Yeah, the Thunder prevailed and Mack’s daughter can dress as Pocahontas for show-and-tell. But the champs lost more than they won over the course of their surprisingly difficult playoff journey.
Oklahoma City was declared legendary even before the first battle of the postseason had been fought. Twenty-three games later, the dynasty is over.
For one thing, the Thunder didn’t play like the Celtics or Lakers or Celtics or Spurs or Warriors during their championship run. They were, in the end, rather ordinary.
For crying out loud, if Tyrese Haliburton doesn’t blow out his Achilles seven minutes into a tied Game 7 that had the basketball world mumbling, “Oh my goodness, this REALLY could happen,” well … it really could have happened.
The Thunder could have lost to the fourth-best team from the lightweight conference.

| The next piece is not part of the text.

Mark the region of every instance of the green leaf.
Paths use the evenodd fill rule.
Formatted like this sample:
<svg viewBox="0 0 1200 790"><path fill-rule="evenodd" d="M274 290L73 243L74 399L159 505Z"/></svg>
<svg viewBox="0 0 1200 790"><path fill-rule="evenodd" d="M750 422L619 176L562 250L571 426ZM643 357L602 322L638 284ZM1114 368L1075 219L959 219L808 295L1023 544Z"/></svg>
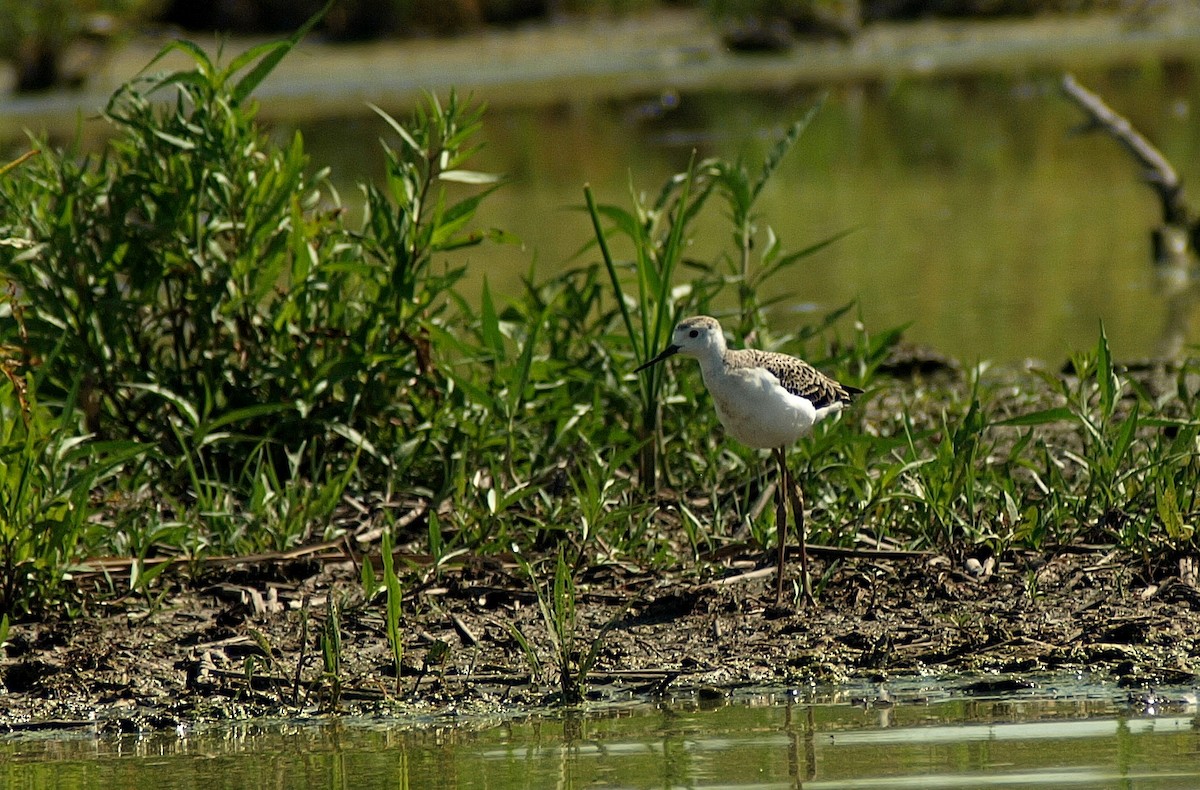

It would have ranked as one of the greatest embarrassments in the history of bright lights. Some have gone as far as to suggest the coach would have been fired.
Three weeks later, we now see that the coach wasn’t the problem. It was his boss.
Sam Presti worked 13 years trying to reconstruct the greatness of 2012, when the Thunder were overpowered by LeBron James and Dwyane Wade in the NBA Finals.
He sold off Kevin Durant, James Harden, Russell Westbrook, Paul George, Chris Paul and dozens of others, turning most into the greatest collection of draft picks in the history of mankind. Even Patton had fewer five-stars at his disposal.
The plan worked brilliantly, if slowly. By 2025, Presti created not only a team that won more games in the regular season than any previously in Thunder history, but also one that wound up winning the franchise’s first championship since Seattle.
All while, remarkably, building a war chest of picks that somehow is bigger than ever.
Presti had a chance this offseason to own the draft, to own free agency, to own the fast lane to another championship and, with it, that slippery dynasty thing.
Instead, he fell in love. Fell in love with a great regular-season team that barely made it to the finish line in the playoffs.
And that sets him up for heartbreak.
With a developing superstar, a second star in the making, a fragile big man, some good role players and so little depth that his bench was outscored 291–205 by the Pacers in the Finals, Presti has, as the saying goes, stood still so far this summer.
He had two first-round picks, up to five more next year, at least five on top of that in the next four years, and three first-round swaps that are likely to convey. He could have dangled them all for a real, live superstar co-star, or spread them around three or four at a time among the many teams hoping to use his own roadmap to success, searching for guys better than his own that struggled with the likes of Bennedict Mathurin, Andrew Nembhard, Obi Toppin and Aaron Nesmith.
Instead, he threw away his best first-round pick on a guy unlikely to be anything more than a spectator come playoff time and added to the G League Oklahoma City Blue lineup with his second-round selection.
Presti also dealt his other first-round pick for a 2027 first from Sacramento, which just added to his arsenal that could have overpowered every other team in the league in the trade market.
The Thunder have spent most of their time this offseason re-signing their own, assuring they will once again have the deepest roster in the NBA next season.
That’s great … when quantity matters. But in the postseason, as they should be quite aware by now, it’s quality that wins out.
When the Thunder don’t repeat 11 months from now, some will blame Shai Gilgeous-Alexander for not being able to duplicate his remarkable 2025 season. Some will cite yet another Chet Holmgren injury, this at the end of the year rather than the beginning. Others will say they told us that Jalen Williams was overrated, that Isaiah Hartenstein and Alex Caruso are considered journeymen for a reason, that Lu Dort, Aaron Wiggins and Isaiah Joe predictably couldn’t step up when they got a greater opportunity.
Heck, some will suggest they should have fired their coach, which at that point they probably would.
And they’ll all be wrong.
It’ll be the fault of Sam Presti and his summer vacation.